Si vous n’êtes pas fan d’aiguilles et de produits pharmaceutiques fabriqués à la chaine, ça fait réfléchir, ça fait un argument pour ne pas aller se faire piquer, ça peut faire douter de la stratégie vaccinale. Pourquoi ce monsieur dirait-il ça si ce n’est pas vrai ?
Christian Vélot a fait parler de lui il y a peu dans une vidéo diffusée sur un domaine Internet qui avait usurpé le nom du site « vitemadose »[2] et qui forçait les internautes à regarder ladite vidéo avant d’avoir accès au formulaire de prise de rendez-vous vaccinal. Dans cette vidéo Christian Vélot affirmait que les vaccins à ARN entraînent des mutations génétiques dangereuses. Ses propos ont été débunkés par le Pr Alain Fischer du Collège de France[3].

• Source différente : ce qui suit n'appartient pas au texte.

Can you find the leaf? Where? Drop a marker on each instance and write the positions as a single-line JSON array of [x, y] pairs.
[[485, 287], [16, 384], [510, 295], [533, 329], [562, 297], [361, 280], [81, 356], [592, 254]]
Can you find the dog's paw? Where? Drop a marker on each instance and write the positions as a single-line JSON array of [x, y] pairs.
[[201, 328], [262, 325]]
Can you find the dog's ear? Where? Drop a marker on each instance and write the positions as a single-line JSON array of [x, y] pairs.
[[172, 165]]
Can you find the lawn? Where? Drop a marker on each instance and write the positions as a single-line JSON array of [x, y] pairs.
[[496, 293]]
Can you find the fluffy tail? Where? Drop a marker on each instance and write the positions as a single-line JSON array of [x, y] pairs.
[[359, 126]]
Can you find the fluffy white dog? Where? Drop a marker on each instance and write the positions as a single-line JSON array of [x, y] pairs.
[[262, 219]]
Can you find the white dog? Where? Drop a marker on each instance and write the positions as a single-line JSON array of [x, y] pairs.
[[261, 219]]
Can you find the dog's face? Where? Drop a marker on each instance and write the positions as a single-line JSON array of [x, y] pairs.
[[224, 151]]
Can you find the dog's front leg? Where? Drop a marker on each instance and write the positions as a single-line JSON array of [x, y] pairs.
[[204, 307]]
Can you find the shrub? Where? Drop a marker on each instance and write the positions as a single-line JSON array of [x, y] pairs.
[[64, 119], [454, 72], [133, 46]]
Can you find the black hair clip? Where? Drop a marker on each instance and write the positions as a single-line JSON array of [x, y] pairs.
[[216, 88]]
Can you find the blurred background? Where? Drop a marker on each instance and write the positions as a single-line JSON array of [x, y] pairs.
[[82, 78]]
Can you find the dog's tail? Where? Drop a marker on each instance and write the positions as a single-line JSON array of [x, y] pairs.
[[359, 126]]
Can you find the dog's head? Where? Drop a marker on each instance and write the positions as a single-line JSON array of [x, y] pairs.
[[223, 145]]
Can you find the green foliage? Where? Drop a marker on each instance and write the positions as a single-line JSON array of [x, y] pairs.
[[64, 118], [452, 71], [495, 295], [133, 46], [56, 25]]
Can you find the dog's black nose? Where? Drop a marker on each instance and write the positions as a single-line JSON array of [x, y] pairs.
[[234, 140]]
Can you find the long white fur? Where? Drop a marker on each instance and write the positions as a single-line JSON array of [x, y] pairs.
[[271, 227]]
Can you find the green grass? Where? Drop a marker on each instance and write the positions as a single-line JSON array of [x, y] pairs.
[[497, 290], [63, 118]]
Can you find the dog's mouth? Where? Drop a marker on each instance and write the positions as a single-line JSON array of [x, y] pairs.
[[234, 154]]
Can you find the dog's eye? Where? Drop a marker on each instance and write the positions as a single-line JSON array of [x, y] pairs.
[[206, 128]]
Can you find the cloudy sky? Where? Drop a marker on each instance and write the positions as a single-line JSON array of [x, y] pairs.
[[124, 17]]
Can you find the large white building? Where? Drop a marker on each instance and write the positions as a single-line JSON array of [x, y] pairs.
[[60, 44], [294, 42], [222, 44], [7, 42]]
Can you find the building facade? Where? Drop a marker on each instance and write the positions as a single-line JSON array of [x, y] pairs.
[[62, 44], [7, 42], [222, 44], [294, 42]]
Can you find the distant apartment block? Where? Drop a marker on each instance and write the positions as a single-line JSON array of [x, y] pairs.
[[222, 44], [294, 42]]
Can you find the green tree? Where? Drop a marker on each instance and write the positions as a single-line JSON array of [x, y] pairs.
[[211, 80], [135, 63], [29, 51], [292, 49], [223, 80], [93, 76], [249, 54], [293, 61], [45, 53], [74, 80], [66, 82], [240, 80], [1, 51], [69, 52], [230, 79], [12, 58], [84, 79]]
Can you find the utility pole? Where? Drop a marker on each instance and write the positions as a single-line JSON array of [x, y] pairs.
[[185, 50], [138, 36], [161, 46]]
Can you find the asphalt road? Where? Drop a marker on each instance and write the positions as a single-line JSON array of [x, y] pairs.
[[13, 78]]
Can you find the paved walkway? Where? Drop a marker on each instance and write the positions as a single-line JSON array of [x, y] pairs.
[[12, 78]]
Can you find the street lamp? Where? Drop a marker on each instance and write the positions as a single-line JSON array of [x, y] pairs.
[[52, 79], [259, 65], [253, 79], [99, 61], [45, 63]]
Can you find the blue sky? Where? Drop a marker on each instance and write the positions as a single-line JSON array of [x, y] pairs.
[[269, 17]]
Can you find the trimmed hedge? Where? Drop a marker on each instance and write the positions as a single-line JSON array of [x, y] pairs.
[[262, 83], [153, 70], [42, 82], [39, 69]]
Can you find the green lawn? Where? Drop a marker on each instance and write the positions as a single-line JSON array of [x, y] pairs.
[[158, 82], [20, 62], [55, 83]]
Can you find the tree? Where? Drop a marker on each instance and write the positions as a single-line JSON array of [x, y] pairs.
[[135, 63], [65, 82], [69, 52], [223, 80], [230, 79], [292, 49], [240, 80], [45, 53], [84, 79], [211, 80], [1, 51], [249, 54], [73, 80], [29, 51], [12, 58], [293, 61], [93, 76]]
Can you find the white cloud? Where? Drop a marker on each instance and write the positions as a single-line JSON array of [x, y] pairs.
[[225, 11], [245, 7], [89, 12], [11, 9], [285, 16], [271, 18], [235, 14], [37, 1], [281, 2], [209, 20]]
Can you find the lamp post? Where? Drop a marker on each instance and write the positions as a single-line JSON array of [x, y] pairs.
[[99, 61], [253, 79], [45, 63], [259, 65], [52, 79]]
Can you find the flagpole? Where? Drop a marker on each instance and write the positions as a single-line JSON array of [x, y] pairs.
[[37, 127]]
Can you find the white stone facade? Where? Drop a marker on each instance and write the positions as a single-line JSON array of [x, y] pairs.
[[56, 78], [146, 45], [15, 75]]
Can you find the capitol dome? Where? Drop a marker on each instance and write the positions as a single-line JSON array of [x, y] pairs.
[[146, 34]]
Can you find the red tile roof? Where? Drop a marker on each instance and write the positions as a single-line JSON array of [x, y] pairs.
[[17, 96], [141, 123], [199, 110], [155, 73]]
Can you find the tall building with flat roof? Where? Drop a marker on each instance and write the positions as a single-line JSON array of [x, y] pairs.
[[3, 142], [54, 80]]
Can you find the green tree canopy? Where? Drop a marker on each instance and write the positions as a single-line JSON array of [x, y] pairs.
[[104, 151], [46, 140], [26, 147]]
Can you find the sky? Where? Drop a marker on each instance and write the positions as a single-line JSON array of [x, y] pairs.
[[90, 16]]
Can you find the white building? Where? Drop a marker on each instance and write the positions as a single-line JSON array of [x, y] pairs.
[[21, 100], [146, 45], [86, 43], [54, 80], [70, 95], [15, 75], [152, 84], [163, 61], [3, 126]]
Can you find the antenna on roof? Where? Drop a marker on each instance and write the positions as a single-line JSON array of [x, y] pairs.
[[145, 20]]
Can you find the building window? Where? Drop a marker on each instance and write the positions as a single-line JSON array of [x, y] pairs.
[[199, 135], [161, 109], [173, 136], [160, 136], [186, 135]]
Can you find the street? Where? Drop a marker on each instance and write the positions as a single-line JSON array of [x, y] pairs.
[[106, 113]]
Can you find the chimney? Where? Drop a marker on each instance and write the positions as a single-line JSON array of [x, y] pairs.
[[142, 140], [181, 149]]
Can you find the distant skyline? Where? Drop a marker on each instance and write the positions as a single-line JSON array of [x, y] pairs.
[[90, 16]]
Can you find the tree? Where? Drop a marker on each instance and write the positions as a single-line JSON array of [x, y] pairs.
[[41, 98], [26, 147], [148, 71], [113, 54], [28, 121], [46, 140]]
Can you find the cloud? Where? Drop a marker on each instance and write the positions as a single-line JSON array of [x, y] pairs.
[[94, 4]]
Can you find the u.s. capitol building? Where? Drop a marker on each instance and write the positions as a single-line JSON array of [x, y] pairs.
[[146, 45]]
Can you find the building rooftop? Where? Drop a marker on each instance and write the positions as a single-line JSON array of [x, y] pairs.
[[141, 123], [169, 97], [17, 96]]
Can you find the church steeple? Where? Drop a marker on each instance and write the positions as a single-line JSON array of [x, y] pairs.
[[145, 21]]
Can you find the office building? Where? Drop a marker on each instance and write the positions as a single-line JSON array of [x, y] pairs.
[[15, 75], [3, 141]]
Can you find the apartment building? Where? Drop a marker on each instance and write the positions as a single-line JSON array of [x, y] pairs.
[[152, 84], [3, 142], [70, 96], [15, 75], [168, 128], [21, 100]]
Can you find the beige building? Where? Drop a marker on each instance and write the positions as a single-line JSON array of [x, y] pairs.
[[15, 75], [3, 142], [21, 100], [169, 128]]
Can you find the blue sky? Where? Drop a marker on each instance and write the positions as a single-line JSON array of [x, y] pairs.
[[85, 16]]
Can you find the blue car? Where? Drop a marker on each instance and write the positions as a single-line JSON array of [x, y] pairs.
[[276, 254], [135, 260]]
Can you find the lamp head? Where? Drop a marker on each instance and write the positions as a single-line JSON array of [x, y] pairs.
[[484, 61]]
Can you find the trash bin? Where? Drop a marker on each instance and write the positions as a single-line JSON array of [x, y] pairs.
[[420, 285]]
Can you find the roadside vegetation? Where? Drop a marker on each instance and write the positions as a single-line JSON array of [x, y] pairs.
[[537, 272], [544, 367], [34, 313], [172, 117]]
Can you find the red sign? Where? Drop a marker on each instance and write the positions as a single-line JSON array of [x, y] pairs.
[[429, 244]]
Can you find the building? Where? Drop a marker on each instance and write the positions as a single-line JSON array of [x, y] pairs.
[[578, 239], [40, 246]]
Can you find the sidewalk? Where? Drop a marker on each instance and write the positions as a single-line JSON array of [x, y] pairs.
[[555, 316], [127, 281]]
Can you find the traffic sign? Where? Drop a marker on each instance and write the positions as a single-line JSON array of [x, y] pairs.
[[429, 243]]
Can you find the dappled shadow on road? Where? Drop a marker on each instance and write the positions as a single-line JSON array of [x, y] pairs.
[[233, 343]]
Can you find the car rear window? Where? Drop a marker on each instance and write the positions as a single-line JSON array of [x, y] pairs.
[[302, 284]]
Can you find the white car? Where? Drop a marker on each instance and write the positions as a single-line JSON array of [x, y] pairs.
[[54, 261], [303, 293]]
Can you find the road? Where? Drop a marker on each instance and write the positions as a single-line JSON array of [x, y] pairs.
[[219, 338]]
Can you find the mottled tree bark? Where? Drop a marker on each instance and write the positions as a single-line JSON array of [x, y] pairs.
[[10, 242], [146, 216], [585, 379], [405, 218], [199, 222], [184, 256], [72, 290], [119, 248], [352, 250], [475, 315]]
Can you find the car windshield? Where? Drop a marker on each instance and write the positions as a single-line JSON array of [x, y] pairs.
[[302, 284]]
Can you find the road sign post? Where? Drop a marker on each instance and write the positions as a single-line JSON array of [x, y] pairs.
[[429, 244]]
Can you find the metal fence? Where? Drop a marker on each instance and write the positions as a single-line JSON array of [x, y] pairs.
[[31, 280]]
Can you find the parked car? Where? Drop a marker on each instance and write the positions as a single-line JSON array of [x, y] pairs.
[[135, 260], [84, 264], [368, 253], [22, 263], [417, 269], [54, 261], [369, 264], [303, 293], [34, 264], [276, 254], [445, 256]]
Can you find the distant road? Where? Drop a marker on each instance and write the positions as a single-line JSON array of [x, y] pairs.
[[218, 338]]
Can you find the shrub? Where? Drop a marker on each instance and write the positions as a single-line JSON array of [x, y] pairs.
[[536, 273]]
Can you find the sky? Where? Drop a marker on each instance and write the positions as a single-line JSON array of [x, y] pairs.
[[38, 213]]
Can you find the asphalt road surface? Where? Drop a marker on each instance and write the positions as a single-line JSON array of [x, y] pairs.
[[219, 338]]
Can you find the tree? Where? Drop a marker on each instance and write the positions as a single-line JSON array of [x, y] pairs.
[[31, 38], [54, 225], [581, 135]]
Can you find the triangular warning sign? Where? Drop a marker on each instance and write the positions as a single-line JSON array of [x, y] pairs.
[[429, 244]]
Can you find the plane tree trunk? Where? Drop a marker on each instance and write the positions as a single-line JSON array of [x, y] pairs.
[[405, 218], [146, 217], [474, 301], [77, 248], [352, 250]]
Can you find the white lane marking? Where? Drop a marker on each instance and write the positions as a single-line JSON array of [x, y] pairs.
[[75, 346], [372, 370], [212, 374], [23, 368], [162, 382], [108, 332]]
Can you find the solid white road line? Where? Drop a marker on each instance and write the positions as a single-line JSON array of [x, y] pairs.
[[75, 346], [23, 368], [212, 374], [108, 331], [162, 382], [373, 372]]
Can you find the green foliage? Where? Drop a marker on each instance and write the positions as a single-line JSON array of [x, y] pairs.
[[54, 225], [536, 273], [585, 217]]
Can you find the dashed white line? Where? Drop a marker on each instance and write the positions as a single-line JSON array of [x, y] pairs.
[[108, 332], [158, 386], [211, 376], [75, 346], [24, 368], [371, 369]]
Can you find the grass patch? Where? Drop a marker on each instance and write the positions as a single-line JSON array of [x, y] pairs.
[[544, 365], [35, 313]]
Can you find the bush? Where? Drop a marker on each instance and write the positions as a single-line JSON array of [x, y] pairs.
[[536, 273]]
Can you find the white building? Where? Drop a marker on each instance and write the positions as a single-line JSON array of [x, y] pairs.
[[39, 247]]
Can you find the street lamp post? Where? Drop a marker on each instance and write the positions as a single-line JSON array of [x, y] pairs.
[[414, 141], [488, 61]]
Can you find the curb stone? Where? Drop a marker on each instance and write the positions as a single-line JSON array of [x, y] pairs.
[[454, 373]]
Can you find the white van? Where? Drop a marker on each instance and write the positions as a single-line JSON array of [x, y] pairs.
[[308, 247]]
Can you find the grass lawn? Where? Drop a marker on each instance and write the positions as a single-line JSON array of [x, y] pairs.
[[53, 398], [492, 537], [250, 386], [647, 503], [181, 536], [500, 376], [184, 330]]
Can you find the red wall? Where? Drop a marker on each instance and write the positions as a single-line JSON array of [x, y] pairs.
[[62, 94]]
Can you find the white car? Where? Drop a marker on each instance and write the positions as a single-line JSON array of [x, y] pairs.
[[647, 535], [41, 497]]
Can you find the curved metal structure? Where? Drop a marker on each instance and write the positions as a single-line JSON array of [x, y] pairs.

Ca c’est juste pour préciser que monsieur Vélot a déjà un historique d’opposant à la vaccination pour d’autres raisons, des raisons rejetées par les spécialistes.
Revenons à ses propos sur les variants qui échappent à la vaccination et voyons ce qu’on peut répondre.
Pour élaborer cette réponse je me suis appuyé sur des contributions sur mon mur Facebook de la part de plusieurs internautes Dr en immunologie, en virologie, en épidémiologie, ainsi qu’un membre de covid19 fédération. Je les remercie tous pour leur aide.
Il y a compétition entre les variants viraux, c’est vrai, qu’il y ait ou qu’il n’y ait pas vaccination. Quel que soit le nombre de personnes vaccinées, un variant plus efficace va mieux se répandre qu’un moins efficace, par définition. Le variant britannique a remplacé le précédent D614G avant la vaccination. Ce même D614G avait remplacé la souche d’origine dès mars-avril 2020.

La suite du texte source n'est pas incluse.